Colonial BancGroup Inc filed for Chapter 11 bankruptcy protection on Tuesday, 11 days after regulators seized its banking operations and sold most of those assets to BB&T Corp .

The company filed for protection from creditors with the U.S. bankruptcy court in Montgomery, Alabama, where it is based. Tuesday's filing was expected, and covers the holding company, which was not part of the asset sale to Winston-Salem, North Carolina-based BB&T, a southeast U.S. regional bank.

Colonial BancGroup said it had $45 million of assets and $380 million of debts as of August 14, according to the filing.

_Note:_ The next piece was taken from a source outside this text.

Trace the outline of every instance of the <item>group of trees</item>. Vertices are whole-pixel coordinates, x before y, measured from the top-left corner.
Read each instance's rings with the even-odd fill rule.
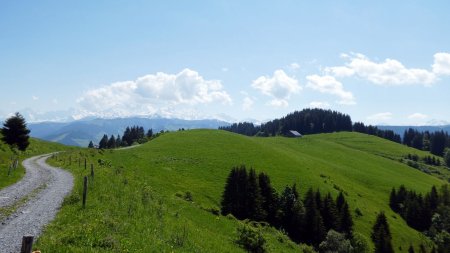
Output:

The company collapsed after an aggressive foray this decade into Florida left it exposed to many losses from construction loans and foreclosures.

A planned $300 million outside investment from Taylor, Bean & Whitaker Mortgage Corp that could have shored up its capital base fell through last month. Taylor Bean itself filed for bankruptcy protection on Monday.

The Federal Deposit Insurance Corp, which arranged the sale of most of Colonial's banking assets to BB&T, agreed to share with BB&T in losses on about $15 billion of those assets.

The Colonial case is In re Colonial BancGroup Inc, U.S. Bankruptcy Court, Middle District of Alabama (Montgomery), No. 09-32303.